Logo New Black

Mastering Playwright: Comprehensive Guide on How to Save and Load Cookies

In the evolving landscape of web development and data extraction, the significance of efficient web scraping cannot be overstated. Leveraging the capabilities of a robust web scraping API, like Playwright, can streamline the process of gathering data from various websites. This comprehensive guide dives into the nuances of using Playwright to save and load cookies, a crucial aspect of maintaining session information across your scraping endeavors. By mastering these techniques, you’ll be able to pause and resume your scraping sessions seamlessly, ensuring data consistency and reducing the likelihood of being blocked by web servers.

import json
from pathlib import Path

from playwright.sync_api import sync_playwright

with sync_playwright() as pw:
    browser = pw.chromium.launch(headless=False)

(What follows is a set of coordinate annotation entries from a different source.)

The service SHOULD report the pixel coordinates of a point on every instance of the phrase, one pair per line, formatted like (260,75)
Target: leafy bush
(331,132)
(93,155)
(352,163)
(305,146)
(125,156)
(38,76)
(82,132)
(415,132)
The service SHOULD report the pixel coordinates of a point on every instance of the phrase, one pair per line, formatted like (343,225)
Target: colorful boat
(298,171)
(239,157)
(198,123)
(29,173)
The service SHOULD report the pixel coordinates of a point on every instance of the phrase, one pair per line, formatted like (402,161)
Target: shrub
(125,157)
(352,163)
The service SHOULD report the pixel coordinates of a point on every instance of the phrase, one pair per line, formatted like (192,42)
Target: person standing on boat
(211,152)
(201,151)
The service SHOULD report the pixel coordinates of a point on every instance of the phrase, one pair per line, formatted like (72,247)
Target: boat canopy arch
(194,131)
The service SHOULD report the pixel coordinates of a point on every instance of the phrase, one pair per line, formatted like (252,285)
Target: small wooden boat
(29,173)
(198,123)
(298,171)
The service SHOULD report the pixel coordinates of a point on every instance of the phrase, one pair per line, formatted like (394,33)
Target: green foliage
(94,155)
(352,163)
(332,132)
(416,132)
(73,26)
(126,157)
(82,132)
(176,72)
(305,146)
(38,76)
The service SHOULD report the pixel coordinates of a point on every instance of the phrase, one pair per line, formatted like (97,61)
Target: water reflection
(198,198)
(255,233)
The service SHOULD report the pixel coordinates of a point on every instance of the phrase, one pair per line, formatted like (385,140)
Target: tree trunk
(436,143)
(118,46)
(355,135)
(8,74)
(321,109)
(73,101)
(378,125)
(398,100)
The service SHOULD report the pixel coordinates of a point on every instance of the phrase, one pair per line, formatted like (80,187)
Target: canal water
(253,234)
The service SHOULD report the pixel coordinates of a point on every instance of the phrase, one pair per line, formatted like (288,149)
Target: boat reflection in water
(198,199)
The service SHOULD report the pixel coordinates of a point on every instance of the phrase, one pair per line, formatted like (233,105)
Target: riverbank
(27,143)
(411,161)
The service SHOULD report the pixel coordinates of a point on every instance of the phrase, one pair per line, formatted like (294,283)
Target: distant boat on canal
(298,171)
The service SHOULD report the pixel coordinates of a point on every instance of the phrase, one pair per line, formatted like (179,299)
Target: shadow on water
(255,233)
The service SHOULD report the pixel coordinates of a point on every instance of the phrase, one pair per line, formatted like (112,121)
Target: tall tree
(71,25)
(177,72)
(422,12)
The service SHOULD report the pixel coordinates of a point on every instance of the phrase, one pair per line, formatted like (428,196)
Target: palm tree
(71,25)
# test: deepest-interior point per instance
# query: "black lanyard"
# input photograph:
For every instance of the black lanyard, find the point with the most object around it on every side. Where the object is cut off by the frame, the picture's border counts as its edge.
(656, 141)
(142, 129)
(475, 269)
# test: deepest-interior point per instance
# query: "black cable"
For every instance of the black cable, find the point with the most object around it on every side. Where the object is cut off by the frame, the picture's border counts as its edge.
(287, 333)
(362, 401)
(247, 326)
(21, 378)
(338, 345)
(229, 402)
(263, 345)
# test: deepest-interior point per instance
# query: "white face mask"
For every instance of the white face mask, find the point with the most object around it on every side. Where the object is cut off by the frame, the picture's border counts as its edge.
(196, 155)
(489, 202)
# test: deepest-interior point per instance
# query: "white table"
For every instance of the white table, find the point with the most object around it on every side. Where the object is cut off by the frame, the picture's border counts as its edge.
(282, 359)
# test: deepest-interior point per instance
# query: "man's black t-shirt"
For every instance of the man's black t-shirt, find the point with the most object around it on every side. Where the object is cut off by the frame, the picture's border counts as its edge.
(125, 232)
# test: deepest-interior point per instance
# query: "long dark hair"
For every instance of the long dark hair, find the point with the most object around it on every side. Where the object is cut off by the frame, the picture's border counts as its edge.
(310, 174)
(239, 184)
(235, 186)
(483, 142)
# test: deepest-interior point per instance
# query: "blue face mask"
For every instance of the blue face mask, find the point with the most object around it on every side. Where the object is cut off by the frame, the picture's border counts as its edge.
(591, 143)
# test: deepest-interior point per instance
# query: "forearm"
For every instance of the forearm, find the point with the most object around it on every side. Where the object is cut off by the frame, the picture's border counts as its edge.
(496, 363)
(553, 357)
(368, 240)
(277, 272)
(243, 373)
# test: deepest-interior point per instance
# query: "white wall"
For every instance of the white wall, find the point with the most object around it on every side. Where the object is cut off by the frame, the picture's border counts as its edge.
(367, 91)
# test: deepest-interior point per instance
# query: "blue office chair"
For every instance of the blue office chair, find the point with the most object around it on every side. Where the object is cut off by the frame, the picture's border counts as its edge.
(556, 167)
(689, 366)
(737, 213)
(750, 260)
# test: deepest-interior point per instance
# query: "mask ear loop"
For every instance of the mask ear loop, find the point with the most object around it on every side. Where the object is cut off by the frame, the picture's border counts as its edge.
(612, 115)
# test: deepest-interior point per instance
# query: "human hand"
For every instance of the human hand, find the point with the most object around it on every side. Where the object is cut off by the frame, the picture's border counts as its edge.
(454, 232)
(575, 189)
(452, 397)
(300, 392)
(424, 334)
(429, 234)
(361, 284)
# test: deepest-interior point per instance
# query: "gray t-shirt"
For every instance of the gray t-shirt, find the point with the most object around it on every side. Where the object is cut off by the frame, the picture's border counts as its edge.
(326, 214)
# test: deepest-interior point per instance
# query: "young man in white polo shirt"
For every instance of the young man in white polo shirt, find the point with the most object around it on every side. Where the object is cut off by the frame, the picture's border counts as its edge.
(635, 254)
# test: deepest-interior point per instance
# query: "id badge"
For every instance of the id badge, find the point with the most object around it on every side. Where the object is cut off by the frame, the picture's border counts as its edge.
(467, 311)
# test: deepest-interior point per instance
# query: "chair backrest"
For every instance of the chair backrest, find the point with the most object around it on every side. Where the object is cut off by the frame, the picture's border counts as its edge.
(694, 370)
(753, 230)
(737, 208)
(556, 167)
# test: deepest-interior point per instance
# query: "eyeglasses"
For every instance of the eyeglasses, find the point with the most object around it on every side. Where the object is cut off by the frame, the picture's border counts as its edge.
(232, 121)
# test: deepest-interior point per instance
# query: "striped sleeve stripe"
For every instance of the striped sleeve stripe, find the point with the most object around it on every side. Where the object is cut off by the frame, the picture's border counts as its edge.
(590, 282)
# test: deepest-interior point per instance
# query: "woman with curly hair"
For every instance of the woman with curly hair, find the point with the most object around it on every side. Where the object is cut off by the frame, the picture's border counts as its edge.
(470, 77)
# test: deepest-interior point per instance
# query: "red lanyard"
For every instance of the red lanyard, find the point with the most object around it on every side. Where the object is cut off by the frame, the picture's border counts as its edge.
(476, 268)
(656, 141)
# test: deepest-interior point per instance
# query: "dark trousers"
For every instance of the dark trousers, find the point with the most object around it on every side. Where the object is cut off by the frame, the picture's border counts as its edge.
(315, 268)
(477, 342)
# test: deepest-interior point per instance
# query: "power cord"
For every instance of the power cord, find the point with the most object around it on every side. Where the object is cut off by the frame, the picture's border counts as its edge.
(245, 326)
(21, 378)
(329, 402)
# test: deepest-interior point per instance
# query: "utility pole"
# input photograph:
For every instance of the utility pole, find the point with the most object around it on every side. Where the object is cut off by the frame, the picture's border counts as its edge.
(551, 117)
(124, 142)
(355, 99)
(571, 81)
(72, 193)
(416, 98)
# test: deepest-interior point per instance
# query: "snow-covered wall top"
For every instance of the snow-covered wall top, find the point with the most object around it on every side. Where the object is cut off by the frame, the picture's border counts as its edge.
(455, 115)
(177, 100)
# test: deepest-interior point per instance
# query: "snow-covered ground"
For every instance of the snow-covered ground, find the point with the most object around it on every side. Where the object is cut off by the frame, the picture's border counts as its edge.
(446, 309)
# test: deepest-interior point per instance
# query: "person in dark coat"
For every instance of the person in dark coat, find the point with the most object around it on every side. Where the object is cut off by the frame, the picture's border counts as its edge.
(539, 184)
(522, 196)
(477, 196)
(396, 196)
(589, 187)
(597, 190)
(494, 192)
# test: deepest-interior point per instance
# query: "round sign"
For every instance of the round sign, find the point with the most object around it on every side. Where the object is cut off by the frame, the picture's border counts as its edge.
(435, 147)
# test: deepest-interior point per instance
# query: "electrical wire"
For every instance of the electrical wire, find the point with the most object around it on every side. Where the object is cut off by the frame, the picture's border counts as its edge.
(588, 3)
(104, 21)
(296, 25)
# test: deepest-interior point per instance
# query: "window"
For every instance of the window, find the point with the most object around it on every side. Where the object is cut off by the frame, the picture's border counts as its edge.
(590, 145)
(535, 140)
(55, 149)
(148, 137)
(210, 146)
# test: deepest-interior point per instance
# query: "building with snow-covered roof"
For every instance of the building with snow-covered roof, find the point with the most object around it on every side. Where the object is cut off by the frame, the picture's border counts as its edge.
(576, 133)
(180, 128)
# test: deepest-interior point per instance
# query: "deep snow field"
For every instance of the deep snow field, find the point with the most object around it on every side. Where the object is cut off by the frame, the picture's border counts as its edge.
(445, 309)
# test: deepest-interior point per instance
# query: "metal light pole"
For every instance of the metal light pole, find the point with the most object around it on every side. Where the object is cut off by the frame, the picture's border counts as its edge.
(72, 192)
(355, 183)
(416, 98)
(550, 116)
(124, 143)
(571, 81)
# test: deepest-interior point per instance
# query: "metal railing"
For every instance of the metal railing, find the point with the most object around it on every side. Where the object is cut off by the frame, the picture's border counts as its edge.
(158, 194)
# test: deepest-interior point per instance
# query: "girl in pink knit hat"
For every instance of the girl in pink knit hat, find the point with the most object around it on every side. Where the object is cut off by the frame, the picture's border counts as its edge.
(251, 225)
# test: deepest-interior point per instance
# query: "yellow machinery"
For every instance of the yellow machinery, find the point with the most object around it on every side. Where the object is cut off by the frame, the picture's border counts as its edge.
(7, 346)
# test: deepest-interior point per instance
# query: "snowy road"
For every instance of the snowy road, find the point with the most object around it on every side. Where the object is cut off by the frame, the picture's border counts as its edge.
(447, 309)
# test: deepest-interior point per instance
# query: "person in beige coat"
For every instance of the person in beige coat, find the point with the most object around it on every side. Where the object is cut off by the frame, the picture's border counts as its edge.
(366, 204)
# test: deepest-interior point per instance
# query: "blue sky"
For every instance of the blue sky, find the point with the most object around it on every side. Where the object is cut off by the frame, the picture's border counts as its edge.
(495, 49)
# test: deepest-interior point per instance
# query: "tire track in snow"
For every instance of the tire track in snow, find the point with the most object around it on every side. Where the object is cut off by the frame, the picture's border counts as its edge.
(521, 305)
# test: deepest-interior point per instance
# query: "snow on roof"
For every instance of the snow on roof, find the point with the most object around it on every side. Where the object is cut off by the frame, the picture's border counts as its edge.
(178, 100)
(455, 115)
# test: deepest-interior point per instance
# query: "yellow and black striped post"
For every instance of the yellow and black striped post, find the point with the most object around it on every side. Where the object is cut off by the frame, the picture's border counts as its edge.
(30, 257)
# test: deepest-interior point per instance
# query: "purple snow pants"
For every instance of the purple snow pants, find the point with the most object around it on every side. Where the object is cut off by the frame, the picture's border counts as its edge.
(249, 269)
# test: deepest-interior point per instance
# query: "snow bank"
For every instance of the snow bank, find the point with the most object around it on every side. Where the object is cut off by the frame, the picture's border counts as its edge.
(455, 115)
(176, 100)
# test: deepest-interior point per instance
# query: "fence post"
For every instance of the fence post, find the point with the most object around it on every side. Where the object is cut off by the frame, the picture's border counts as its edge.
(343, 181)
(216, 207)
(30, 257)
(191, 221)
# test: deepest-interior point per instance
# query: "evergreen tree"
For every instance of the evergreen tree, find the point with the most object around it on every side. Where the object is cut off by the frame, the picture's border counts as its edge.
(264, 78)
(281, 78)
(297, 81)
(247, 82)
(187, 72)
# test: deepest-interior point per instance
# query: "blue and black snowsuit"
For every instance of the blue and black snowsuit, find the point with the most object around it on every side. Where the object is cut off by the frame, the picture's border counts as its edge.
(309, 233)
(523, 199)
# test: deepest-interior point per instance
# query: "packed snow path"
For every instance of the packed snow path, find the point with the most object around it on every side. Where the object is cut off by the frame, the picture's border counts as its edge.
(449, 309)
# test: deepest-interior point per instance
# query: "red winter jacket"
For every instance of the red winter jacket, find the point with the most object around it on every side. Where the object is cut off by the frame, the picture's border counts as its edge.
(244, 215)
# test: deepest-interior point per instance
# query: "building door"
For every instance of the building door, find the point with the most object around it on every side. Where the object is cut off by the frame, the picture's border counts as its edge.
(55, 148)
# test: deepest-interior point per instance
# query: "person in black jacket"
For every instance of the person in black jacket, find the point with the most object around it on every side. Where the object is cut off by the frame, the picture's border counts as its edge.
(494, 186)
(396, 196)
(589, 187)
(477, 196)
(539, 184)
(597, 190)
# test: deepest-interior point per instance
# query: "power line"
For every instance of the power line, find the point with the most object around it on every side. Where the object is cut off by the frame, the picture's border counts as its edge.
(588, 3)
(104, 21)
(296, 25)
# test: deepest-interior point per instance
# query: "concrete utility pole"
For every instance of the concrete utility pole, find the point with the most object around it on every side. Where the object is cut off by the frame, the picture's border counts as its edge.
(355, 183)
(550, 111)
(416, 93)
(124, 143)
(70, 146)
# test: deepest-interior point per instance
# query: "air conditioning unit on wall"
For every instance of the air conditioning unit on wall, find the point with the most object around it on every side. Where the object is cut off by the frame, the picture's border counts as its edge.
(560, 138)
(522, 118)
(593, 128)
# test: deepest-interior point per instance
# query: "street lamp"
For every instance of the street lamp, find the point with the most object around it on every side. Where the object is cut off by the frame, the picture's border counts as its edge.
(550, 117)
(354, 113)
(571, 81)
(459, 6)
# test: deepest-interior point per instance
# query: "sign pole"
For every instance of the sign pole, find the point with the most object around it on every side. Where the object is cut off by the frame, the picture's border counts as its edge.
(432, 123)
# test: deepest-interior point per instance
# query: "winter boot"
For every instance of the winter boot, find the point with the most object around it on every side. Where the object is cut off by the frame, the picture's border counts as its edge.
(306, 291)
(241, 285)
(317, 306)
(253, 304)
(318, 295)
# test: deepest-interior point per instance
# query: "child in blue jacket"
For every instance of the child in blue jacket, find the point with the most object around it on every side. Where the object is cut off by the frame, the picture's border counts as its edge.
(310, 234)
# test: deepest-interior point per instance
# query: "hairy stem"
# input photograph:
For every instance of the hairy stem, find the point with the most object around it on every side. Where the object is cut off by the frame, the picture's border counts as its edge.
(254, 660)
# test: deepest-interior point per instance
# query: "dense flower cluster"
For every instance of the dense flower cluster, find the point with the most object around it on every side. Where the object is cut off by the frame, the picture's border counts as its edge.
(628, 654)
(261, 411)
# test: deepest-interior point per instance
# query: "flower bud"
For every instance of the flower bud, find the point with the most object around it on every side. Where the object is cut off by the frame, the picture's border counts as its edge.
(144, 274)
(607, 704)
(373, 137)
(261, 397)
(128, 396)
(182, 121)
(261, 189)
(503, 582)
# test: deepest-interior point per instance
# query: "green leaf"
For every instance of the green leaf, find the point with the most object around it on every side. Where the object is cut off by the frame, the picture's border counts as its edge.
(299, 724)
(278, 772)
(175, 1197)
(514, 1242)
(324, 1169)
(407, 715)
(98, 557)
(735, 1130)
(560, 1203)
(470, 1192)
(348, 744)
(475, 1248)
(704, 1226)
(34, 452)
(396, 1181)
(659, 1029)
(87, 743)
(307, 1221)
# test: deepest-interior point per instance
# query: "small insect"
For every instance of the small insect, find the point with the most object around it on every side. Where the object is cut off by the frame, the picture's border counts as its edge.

    # To save cookies to a file, we first extract them from the browser context:
    context = browser.new_context(viewport={"width": 1920, "height": 1080})
    page = context.new_page()
    page.goto("https://httpbin.dev/cookies/set/mycookie/myvalue")
    cookies = context.cookies()
    Path("cookies.json").write_text(json.dumps(cookies))

    # Next, we can restore cookies from the file:
    context = browser.new_context(viewport={"width": 1920, "height": 1080})
    context.add_cookies(json.loads(Path("cookies.json").read_text()))
    page = context.new_page()
    page.goto("https://httpbin.dev/cookies")
    print(context.cookies())  # this allows us to test whether the cookies were set correctly
    # the output will be:
    [
        {
            "sameSite": "Lax",
            "name": "mycookie",
            "value": "myvalue",
            "domain": "httpbin.dev",
            "path": "/",
            "expires": -1,
            "httpOnly": False,
            "secure": False,
        }
    ]